Wavelength modulated fiber optic sensors, in particular fiber Bragg grating (FBG) sensors, have been applied to many sensing applications. See, for example, A. Othonos, “Bragg Gratings in Optical Fibers: Fundamentals and Applications”, in Optical Fiber Sensor Technology, K. T. V. Grattan and B. T. Meggitt, eds. pp.79-188, Kluwer Academic Publishers, Boston, 2000. The most important advantage of this type of sensor is that wavelength is an absolute parameter and not affected by the losses in the system or fluctuations in the source power.
For field applications, the wavelength interrogator (which is a key component of the sensor system) is required to have the characteristics of portability, ruggedness, low cost, high measurement accuracy, high speed and multiplexing capability.
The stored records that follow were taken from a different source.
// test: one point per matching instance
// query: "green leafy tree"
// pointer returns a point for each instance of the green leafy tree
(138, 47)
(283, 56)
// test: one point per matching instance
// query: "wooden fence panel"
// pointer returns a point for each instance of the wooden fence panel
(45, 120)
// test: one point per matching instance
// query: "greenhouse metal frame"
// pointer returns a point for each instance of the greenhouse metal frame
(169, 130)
However, none of the traditional methods is enough satisfactory for those requirements. In recent years, arrayed waveguide gratings (AWO) based interrogation systems have shown great potential for fulfilling all those requirements. One technique described by Y. Sano and T. Yoshino, entitled “Fast optical wavelength interrogator employing arrayed waveguide grating for distributed fiber Bragg grating sensors”, J. Lightwave Techno. Vol. 21, pp. 132-139, 2003, involves taking the ratio of the intensities in adjacent AWG channels when the fiber Bragg grating (FBG) wavelength lies between the two channels. This simple approach yielded good performance but suffers from a limited usable range (less than the channel spacing) and a reduced sensitivity near the extremes of the range.
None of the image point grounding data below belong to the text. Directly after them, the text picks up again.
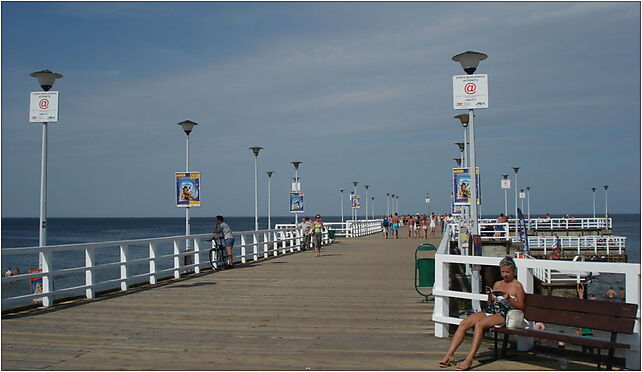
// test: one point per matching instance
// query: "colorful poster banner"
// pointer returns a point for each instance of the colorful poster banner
(296, 202)
(461, 186)
(188, 189)
(355, 201)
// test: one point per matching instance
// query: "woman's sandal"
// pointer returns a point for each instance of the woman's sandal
(450, 362)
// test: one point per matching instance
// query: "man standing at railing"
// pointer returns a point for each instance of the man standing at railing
(222, 230)
(306, 230)
(317, 227)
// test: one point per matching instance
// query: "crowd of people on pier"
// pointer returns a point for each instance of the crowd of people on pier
(417, 224)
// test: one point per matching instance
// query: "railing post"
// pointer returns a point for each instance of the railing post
(243, 250)
(124, 253)
(89, 272)
(266, 243)
(152, 263)
(177, 260)
(197, 256)
(47, 280)
(255, 247)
D. C. C. Norman, D. J. Webb and R. D. Pechstedt, “Extended range interrogation of wavelength division multiplexed fibre Bragg grating sensors using arrayed waveguide grating”, Electro. Lett. Vol. 39, pp. 1714-1715, 2003 overcame those drawbacks by using a heterodyne approach based on interferometric wavelength shift detection. Nevertheless, it makes the interrogation system much more complicated.
We have proposed another interrogation approach using an AWG based demultiplexer. This approach is based on the idea that by changing the temperature of an AWG, the transmission wavelength of one of its channels can be tuned to the sensor wavelength. Thus we are able to correlate the sensor wavelength to the AWG temperature.